Nine years later, he decided to leave the company after an unlucky streak in his career, according to Asianpopnews.
Ko, 30, left the station after years of playing sex maniacs and rapists, said Apple Daily.
He said in an interview: "I don't know why I had to play a lot of roles in which I assaulted women."
According to ST Communities, two of the lowest points, he said, were playing a conman who molests an elderly woman on Ghost Dragon Of Cold Mountain, a recent period drama, and discussing haemorrhoids on a talk show.
"I really didn't want to do it, but I felt I had to as an artist who had signed a contract," he said.

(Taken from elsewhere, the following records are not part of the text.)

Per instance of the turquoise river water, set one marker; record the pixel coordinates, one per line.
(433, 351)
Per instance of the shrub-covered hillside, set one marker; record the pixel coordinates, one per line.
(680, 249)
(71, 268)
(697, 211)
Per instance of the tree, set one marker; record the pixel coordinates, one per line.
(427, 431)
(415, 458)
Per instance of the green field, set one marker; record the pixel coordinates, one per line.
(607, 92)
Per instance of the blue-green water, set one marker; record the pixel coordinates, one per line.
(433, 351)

Asked why he joined TVB in the first place, he said:
"I liked watching TVB series when I was in Canada, and so I came to Hong Kong to join the Mr Hong Kong paegeant. I thought I could fulfill my dream of becoming an actor and was thrilled when people knew me. TVB offered me an attractive contract and I signed the eight-year contract without thinking."

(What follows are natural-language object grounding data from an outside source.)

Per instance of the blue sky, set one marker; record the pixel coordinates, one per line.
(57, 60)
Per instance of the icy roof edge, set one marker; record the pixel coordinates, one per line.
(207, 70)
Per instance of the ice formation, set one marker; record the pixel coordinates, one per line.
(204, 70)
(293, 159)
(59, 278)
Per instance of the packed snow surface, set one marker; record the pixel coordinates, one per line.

He said he had a lot of jobs at the start of his career, and a big break when he was cast as the second leading man in the 2009 period drama, Man In Charge. The Hong Kong-born, Canada-bred actor, who does not have a good command of Chinese, said he worked hard and went to bed holding scripts.

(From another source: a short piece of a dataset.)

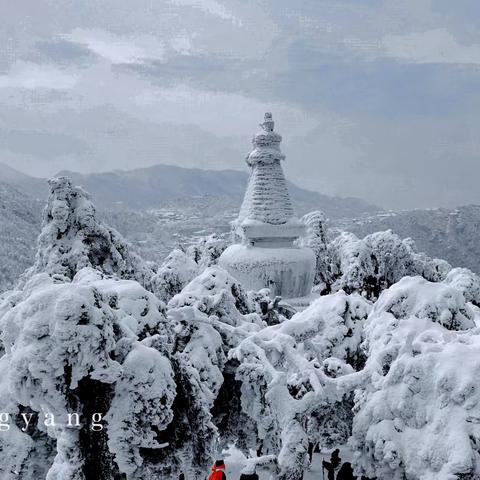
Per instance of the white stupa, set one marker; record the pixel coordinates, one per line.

But he did not measure up to producers' expectations, and "many producers were afraid to work with me".
He said he took acting classes and felt he was improving, but he had fewer and fewer assignments.
Ko's monthly salary was about HK$25,000 (S$4,000). In his fifth year, he was told he had not been doing well. The station froze his pay and added a year to his contract, he said.
Despite putting in efffort, he did not land many new roles and had to play many recurring ones -- a molester.
Ko said: "I do not understand. I acted as a molester so many times.
"I gave them nine years of my time and they didn't try to retain me or raise my pay until the last year. So I'm leaving in a state of unhappiness and melancholy."
Matthew Ko has a few agencies approaching him in Beijing, where he hopes to get a breakthrough.